I left some of the harvested cherry tomatoes on the kitchen counter. Waited a week. When they ripened to deep red, soft to touch stage, I prepared one of my favorite tomato recipes, the traditional tomato-garlic rasam of Nandyala. The rasam has all the usual and lovable characters- the ripe tomatoes, garlic and Indian spices and no gimmicky substances like store-bought stock, ‘enriched’ flour or loads of butter. One thing the rasam demands is that we put some energy into it. No machines, just using our God-given hands. For the effort, the tomatoes richly reward us with their bold, exquisite essence making the rasam tasting a memorable experience.

Home-grown Cherry Tomatoes
Homegrown Cherry Tomatoes

Tomato Garlic Rasam from Nandyala
(for 2 to 4 meal portions)

Prepare the rasam only with burst on touch, water balloon like very ripe tomatoes.

Tomatoes: Take 10 very ripe cherry tomatoes or 2 vine-ripe tomatoes in a big bowl. Chop them coarsely into the bowl. Add a tablespoon of tamarind pulp and a fistful of fresh cilantro leaves. Add a cup of water. Using your clean hand, gently squeeze the ingredients together to extract the juicy essence.

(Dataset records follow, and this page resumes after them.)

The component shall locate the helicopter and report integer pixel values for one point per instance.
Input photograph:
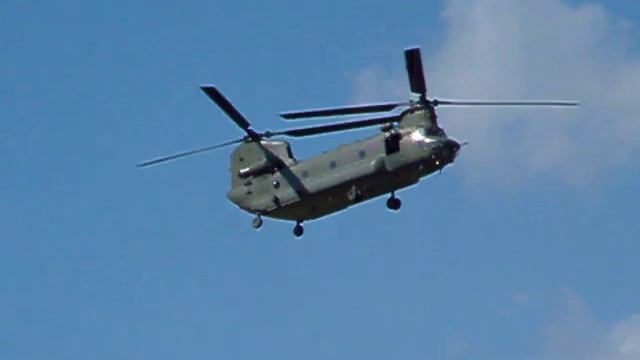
(268, 181)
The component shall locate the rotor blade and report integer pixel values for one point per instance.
(229, 109)
(341, 110)
(323, 129)
(437, 102)
(417, 81)
(187, 153)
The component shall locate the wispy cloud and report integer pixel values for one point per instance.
(543, 49)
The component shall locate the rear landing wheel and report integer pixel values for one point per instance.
(298, 230)
(393, 203)
(257, 222)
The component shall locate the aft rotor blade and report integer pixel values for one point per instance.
(229, 109)
(187, 153)
(323, 129)
(415, 71)
(437, 102)
(341, 110)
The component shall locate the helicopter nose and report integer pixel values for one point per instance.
(452, 147)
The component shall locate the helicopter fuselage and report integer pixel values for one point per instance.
(283, 188)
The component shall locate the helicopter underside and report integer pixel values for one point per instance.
(350, 193)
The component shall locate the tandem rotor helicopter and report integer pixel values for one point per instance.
(268, 181)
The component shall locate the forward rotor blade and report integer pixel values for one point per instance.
(323, 129)
(187, 153)
(417, 81)
(437, 102)
(229, 109)
(341, 110)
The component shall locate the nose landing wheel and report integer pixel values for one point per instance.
(394, 203)
(298, 230)
(257, 222)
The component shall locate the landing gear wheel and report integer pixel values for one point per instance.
(298, 230)
(393, 203)
(257, 222)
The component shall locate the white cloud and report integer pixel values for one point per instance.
(542, 49)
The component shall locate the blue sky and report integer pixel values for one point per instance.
(513, 253)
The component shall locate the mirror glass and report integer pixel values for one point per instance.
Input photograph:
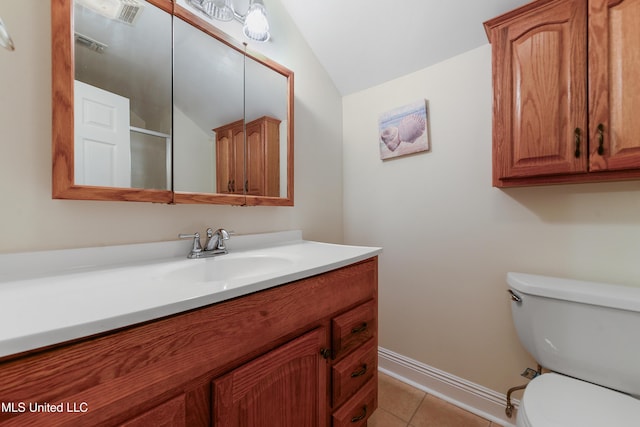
(208, 97)
(266, 116)
(122, 96)
(152, 103)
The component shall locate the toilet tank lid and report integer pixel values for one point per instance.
(555, 400)
(602, 294)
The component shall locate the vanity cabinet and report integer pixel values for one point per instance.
(564, 87)
(262, 157)
(294, 355)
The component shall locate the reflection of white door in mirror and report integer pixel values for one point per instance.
(102, 140)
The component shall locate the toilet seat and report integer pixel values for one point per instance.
(553, 400)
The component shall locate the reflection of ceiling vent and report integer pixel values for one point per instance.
(90, 43)
(126, 11)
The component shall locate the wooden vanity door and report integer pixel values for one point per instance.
(286, 387)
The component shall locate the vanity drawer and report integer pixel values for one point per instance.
(353, 371)
(353, 328)
(359, 408)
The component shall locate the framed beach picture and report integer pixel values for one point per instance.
(404, 130)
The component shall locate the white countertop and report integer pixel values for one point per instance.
(51, 297)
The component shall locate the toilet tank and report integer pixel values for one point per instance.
(582, 329)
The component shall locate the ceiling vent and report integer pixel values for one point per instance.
(127, 11)
(90, 43)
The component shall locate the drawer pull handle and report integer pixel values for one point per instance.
(601, 139)
(578, 137)
(360, 372)
(359, 329)
(361, 416)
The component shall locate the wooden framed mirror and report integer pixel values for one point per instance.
(173, 84)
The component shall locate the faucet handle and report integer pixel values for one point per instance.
(197, 247)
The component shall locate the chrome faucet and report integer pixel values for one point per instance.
(215, 243)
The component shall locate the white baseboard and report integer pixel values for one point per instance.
(472, 397)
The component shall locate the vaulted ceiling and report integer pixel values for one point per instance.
(362, 43)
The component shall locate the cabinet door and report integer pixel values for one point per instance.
(540, 105)
(168, 414)
(286, 387)
(230, 160)
(614, 88)
(224, 165)
(255, 160)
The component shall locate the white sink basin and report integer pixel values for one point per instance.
(225, 268)
(55, 296)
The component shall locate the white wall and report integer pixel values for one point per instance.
(449, 237)
(31, 220)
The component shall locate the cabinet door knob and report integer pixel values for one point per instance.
(361, 416)
(359, 329)
(325, 353)
(360, 372)
(600, 139)
(578, 137)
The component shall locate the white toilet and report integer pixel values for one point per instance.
(588, 334)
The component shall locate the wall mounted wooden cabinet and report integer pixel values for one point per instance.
(230, 158)
(564, 86)
(299, 354)
(253, 169)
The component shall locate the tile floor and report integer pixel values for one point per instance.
(400, 405)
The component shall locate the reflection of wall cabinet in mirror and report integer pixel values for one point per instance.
(260, 162)
(565, 91)
(230, 158)
(135, 99)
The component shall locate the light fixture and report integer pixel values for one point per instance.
(255, 25)
(5, 38)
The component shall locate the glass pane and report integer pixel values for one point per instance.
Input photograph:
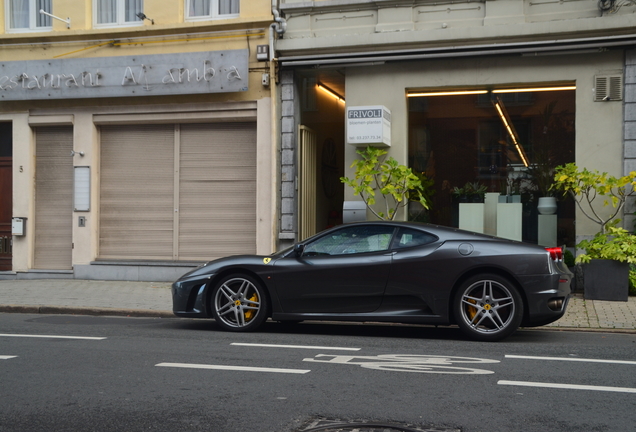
(199, 8)
(106, 11)
(227, 7)
(133, 7)
(410, 237)
(42, 20)
(352, 240)
(19, 14)
(468, 147)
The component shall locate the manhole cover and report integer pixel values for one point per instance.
(338, 425)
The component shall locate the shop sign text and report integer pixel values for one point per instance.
(164, 74)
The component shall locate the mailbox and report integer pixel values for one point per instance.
(18, 226)
(354, 211)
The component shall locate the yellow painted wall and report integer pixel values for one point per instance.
(166, 14)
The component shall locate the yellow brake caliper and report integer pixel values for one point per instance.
(250, 313)
(472, 311)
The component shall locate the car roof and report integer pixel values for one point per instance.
(447, 233)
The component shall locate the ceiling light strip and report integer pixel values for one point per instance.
(330, 92)
(503, 90)
(503, 115)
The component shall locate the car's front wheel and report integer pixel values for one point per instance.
(488, 307)
(239, 303)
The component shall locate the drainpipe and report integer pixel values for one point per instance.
(279, 26)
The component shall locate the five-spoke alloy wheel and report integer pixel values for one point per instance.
(239, 303)
(488, 307)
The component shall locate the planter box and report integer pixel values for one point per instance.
(606, 280)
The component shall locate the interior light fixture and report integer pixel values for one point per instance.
(142, 16)
(330, 92)
(534, 89)
(67, 20)
(505, 119)
(448, 93)
(503, 90)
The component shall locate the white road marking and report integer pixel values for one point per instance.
(297, 346)
(53, 337)
(408, 363)
(568, 386)
(235, 368)
(572, 359)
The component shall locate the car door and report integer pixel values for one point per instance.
(417, 273)
(344, 271)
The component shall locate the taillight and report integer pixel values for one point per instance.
(555, 253)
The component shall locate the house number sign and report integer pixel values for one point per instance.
(145, 75)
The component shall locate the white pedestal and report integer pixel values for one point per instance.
(547, 230)
(471, 217)
(509, 217)
(490, 213)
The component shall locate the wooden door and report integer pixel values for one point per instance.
(6, 207)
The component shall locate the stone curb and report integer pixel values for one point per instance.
(71, 310)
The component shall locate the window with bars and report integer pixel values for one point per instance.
(211, 9)
(117, 12)
(24, 15)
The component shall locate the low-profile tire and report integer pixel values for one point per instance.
(239, 303)
(488, 307)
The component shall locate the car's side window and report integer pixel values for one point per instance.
(352, 240)
(408, 237)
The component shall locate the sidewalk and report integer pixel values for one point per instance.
(153, 299)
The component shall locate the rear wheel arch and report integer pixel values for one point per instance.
(485, 270)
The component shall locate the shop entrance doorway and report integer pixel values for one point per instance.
(6, 195)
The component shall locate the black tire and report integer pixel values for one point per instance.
(488, 307)
(239, 303)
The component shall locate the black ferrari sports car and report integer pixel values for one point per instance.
(385, 272)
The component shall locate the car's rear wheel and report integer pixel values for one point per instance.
(488, 307)
(239, 303)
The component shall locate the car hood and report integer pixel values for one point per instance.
(243, 261)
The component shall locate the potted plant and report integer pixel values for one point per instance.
(612, 249)
(607, 260)
(377, 175)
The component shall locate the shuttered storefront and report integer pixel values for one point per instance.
(178, 192)
(53, 198)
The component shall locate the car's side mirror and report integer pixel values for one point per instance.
(299, 248)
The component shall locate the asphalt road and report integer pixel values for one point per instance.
(150, 374)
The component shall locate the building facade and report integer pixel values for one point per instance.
(135, 137)
(490, 93)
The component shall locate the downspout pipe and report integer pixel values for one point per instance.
(279, 26)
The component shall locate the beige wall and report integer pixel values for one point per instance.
(171, 33)
(599, 131)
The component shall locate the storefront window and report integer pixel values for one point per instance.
(505, 141)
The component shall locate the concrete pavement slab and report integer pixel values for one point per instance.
(64, 296)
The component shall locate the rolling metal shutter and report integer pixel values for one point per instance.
(178, 192)
(53, 198)
(136, 192)
(217, 192)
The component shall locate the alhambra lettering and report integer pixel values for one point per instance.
(131, 75)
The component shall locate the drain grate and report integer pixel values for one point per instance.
(339, 425)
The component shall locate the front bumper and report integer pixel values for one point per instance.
(189, 297)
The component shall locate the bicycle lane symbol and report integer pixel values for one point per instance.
(409, 363)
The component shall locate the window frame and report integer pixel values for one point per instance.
(214, 14)
(32, 19)
(121, 17)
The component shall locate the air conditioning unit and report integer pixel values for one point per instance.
(608, 88)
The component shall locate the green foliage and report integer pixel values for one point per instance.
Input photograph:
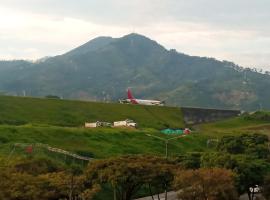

Pull up a chair, sit and patiently do it at least for five minutes to bring out the best. Pour the juice through a filter into a bowl, repeat the process one more time and discard the squeezed out pulp.

Garlic : In a mortar, (no blenders, please) take a peeled, plump garlic clove. Add 4 cloves, a tablespoon of coriander seeds, quarter teaspoon each – cumin seeds and black peppercorn. With a pestle, crush the ingredients to smooth paste without adding any water.

Tomato-Garlic Rasam: Heat a teaspoon of peanut oil in a vessel. Add and toast a sprig of curry leaves, a pinch of cumin seeds to fragrance. Add the tomato juice from step 1 and garlic-spice paste from step 2. Sprinkle a quarter teaspoon each- turmeric and salt. Stir in a tablespoon of crushed jaggery and a cup of water. Mix well. Bring the rasam to boil and then simmer for about five minutes.

Serve the tomato-garlic rasam warm in a bowl. Bursting with tomato essence and in bold red, the rasam is great to sip on its own or to eat with cooked rice.